Támin verneigte sich, als sie ihn vorstellte. »Hoheit«, begrüßte er die Priesterin. »Wird uns der König im Schloss empfangen?«

Askvára lächelte milde. »Mein Sohn konnte nicht wissen, wann Ihr eintreffen würdet. Er ist zur Jagd ausgeritten. Nehmt vorerst mit mir Vorlieb.«

Der Skalde schien zu spüren, dass er die falschen Worte gewählt hatte, und hob an, sich zu korrigieren, aber die Priesterin hatte sich schon umgewandt und schritt über den Steg zum Ufer hin, wo ein offener Wagen stand.

»Kommt!«, sagte sie, und Auriel eilte ihr nach. Sie konnte es kaum erwarten, ihre Schwestern im Tempel zu besuchen – dem Ort, an dem sie ihre Kindheit zurückgelassen hatte.

 

* * *

 

Der König saß an seinem Pult zwischen Bittschriften und Befehlen, doch er starrte so konzentriert auf den Fjord, als könne das Meer ihm Antworten geben. Seit die Königin und sein wertvollster Berater abgereist waren – sein einziger Freund –, seit Thíriel in der Hochebene nach Spuren der schwindenden Magie suchte, erschien ihm die Ruine der Burg umso trostloser. Ihm fehlte das Schreien des Kindes, die Sorge im Blick ihrer Mutter, wenn sie zu ihm sprach, Támins spöttische Gesten … selbst seine Schwester vermisste er, obwohl sie nach den letzten Ereignissen für ihn nichts als Verachtung zu kennen schien.

Er blickte wieder auf die Papiere, schob die Briefe übereinander und breitete sie erneut aus, aber das Funkeln des Meeres lenkte ihn ab. Er hatte seinen Beratungsraum übergangsweise wiederhergestellt, aber er saß allein zwischen Trümmern. War die Kammer zuvor beengt gewesen – gerade so viel Raum, wie der alte König für geheime Zusammenkünfte benötigt hatte –, bot die eingestürzte Wand nun einen freien Blick auf den Fjord und die Klippen.

Die Ausbesserung ging nur schleppend voran, obwohl Lúthien einen Großteil der Männer einsetzte. Aber er wusste nicht, wo er beginnen sollte. Bei jedem Schritt, den er tat, schienen die Zweifel ihn niederzudrücken wie eine Last auf seinen Schultern. Er musste all seine Kraft aufbringen, um gegen das Flüstern in seinem Kopf anzukämpfen, das ihm mit der Stimme seines Vaters eingab: Er hatte sein Land zerstört. Seine Burg war gestürzt, seine Fürsten verunsichert und seine Freunde, die ihm beistehen sollten, waren von ihm vertrieben.

Er fuhr mit den Händen durch sein Haar, dann stemmte er sich aus dem Stuhl, trat an das Loch in der Wand heran und blickte aufs offene Meer. Ein warmer Hauch trug den Geruch von Salz heran, doch die Ufer waren gefroren. Die fehlende Magie ließ das Land in einem Winter verharren, obschon Vögel ihre Nester bauen und Hasen ihre Jungen werfen wollten.

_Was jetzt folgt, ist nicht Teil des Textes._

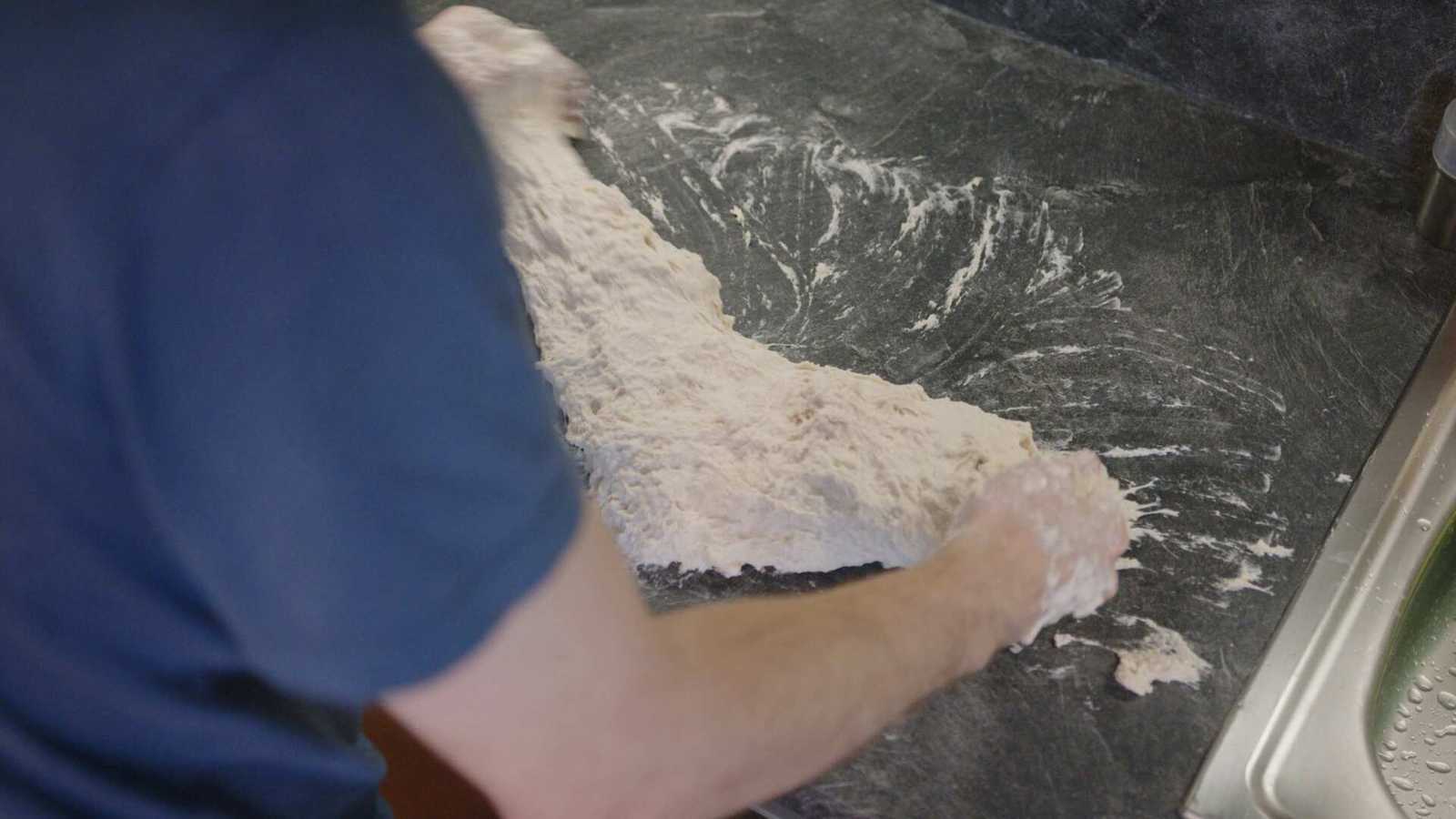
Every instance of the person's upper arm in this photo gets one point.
(339, 420)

Lúthien lehnte sich gegen die Mauer und fühlte, wie sie zu bröckeln begann. Die Aufgaben in seiner Verantwortung überstiegen die Stunden seiner Tage.

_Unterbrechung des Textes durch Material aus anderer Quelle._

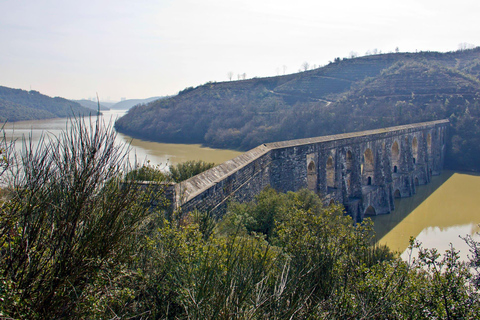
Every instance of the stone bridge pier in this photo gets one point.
(364, 171)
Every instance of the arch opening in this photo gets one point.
(370, 211)
(395, 156)
(414, 149)
(429, 144)
(330, 173)
(349, 160)
(312, 176)
(368, 160)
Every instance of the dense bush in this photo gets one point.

Die See lag wie mit einem Eisen geglättet, nur unter den Fischerbooten weit draußen kräuselten sich sanfte Wellen. Seitdem die Stürme vorüber waren, hing eine Stille wie Blei auf dem Land.

Er dachte an Auriel und das Kind. Auch nach den Jahren, die sie mit ihm lebte, war sie das größte Geheimnis für ihn.